Today, anyone with a smartphone has a platform from which to shout their grievance, no matter how legitimate or contrived. That is okay—free speech is free speech. But the no-recourse smear diminishes and compromises the legitimacy of the complaint, the problem, the truth, and our (collective) reconciliation. This counterfeit heroism is the opposite of Zola’s J’Accuse illumination of the Dreyfus affair. First, he put his name to it. Second, he exposed a lie and an injustice. Third, he was ready to suffer the consequences that come with speaking uncomfortable truths (which were severe). The use, utility, and benefit of public websites are diluted, on the other hand, by the baked-in assumption that the unnamed employee (or consumer, or advocate, or student, or voter) is authentic, innocent, and subjugated. As long as the proprietors of social media connive to broaden the definitions of assault and transgression, readers will always find something new to be offended by.

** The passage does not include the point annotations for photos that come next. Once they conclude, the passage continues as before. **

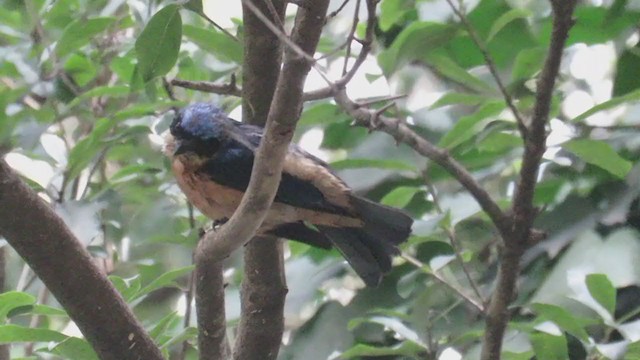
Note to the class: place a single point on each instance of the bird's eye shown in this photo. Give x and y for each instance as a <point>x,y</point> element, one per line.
<point>176,128</point>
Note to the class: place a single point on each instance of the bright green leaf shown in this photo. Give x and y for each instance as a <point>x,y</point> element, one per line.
<point>549,347</point>
<point>469,125</point>
<point>505,19</point>
<point>602,291</point>
<point>372,163</point>
<point>158,45</point>
<point>600,154</point>
<point>454,98</point>
<point>609,104</point>
<point>400,196</point>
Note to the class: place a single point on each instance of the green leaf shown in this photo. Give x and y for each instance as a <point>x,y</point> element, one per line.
<point>15,333</point>
<point>322,114</point>
<point>413,43</point>
<point>564,319</point>
<point>405,348</point>
<point>602,291</point>
<point>158,45</point>
<point>549,347</point>
<point>600,154</point>
<point>469,125</point>
<point>609,104</point>
<point>448,68</point>
<point>528,62</point>
<point>505,19</point>
<point>393,11</point>
<point>12,300</point>
<point>79,33</point>
<point>161,326</point>
<point>109,91</point>
<point>215,42</point>
<point>400,196</point>
<point>165,280</point>
<point>74,348</point>
<point>80,69</point>
<point>627,78</point>
<point>453,98</point>
<point>372,163</point>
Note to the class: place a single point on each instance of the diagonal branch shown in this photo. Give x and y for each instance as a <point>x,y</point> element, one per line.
<point>43,240</point>
<point>523,211</point>
<point>281,121</point>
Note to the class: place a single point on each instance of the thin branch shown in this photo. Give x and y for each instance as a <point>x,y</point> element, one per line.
<point>402,133</point>
<point>515,242</point>
<point>67,269</point>
<point>206,86</point>
<point>420,265</point>
<point>491,65</point>
<point>281,121</point>
<point>457,249</point>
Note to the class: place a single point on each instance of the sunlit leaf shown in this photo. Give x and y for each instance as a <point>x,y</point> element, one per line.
<point>601,154</point>
<point>158,45</point>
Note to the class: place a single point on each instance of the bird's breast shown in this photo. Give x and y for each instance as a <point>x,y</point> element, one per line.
<point>212,199</point>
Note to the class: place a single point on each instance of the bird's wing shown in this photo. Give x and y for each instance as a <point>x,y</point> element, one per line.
<point>306,182</point>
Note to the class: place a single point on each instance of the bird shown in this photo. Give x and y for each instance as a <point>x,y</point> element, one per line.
<point>212,157</point>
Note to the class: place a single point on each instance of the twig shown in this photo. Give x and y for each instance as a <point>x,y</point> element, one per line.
<point>350,37</point>
<point>523,212</point>
<point>403,134</point>
<point>337,11</point>
<point>420,265</point>
<point>205,86</point>
<point>55,254</point>
<point>454,241</point>
<point>267,169</point>
<point>491,65</point>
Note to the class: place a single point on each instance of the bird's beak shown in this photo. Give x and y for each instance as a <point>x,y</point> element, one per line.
<point>184,146</point>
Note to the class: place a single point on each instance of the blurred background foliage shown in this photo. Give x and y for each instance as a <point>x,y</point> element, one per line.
<point>84,106</point>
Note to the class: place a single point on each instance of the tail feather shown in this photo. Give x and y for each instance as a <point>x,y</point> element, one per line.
<point>369,249</point>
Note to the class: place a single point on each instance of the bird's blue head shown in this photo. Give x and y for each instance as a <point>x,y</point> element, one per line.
<point>198,128</point>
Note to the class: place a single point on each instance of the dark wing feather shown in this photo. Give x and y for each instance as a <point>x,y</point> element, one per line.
<point>231,166</point>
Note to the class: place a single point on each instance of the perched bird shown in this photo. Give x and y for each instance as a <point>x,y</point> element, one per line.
<point>212,158</point>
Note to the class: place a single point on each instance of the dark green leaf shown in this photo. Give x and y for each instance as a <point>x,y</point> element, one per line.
<point>158,45</point>
<point>12,300</point>
<point>217,43</point>
<point>79,33</point>
<point>564,319</point>
<point>505,19</point>
<point>609,104</point>
<point>602,291</point>
<point>15,333</point>
<point>600,154</point>
<point>627,78</point>
<point>74,348</point>
<point>549,347</point>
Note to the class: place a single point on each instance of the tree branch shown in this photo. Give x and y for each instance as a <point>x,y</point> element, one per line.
<point>281,121</point>
<point>43,240</point>
<point>263,286</point>
<point>523,211</point>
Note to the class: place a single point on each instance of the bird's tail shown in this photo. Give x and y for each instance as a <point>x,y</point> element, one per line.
<point>369,249</point>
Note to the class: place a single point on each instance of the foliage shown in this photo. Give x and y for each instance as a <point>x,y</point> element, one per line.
<point>84,106</point>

Ironically, like the fascists and authoritarians they profess to oppose, that is their business model.

But their reliance on First Amendment freedoms protects no one, least of all the victims of exploitation, discrimination, and injury. The empty applause for performative outrage is unmoored from fact and reality, and like any addiction, it can be lethally dangerous. The virtual and the corporeal have collided, as evidenced by melting glaciers, manipulated elections, and the (attempted) murder of good reputations. Channeling Mac Donald, and congruent with my weekly admonition of “doing stuff that matters with people you care about,” I want teammates in all sincerity to say:

This is one of the world’s most enviable companies, whose technological splendors lie open and unrestricted to all its colleagues. We may never again have a position that connects such a rich experience, and professional exposure, to positive impact on society. We should exploit the privilege, we should exploit the opportunity. We are supervised by well-meaning, compassionate leaders whose highest purpose is our long-term interests, and who only want the company to thrive. We should study, write, code, and immerse ourselves in the knowledge that surrounds us. We should apply ourselves with everything we have, so that we, too, can be even better prepared for an intellectually rich and commercially productive life.

In other words, objective truth, social justice, and spiritual growth are and must be our most noble aspirations. Platforms like Glassdoor amplify an open microphone used to promote tension, exploitation, and manufactured conflict. It is in all our interests to recognize that and compel sites like this to repair the damage they cause and continue to create. Their technology attracts real attention to artificial depravities, at the compounding cost of diminished joy, unfulfilled excellence, and muted impact.

This kind of social media brings out the worst in us. It enables contributors to hide behind a thin veil of synthesized oppression, because their policies indemnify the hosts from truth. Moreover their income is fueled by fear disguised as prudence, and unhinged outrage masquerading as a dutiful warning. We should resist the temptations and reflexes that irrationally destroy beauty—of proven ideas, of altruism, of trust—because of misplaced ideologies to which we are all vulnerable, insecurities we all share, and ambitions we all harbor.

Truth, justice, and growth all require real engagement and actual dialog, the antithesis of click-by shootings committed by gangs of the discontented. Even a meager attempt at validation and authenticity would help to decelerate the spread of anerobic dead zones full of the dumped garbage they collect and curate for profit.

Peter L. Levin

Peter L. Levin was a Clinton and Obama Administration appointee. He’s now an adjunct senior fellow at the Center for a New American Security, and co-founder and CEO of Amida Technology Solutions, Inc.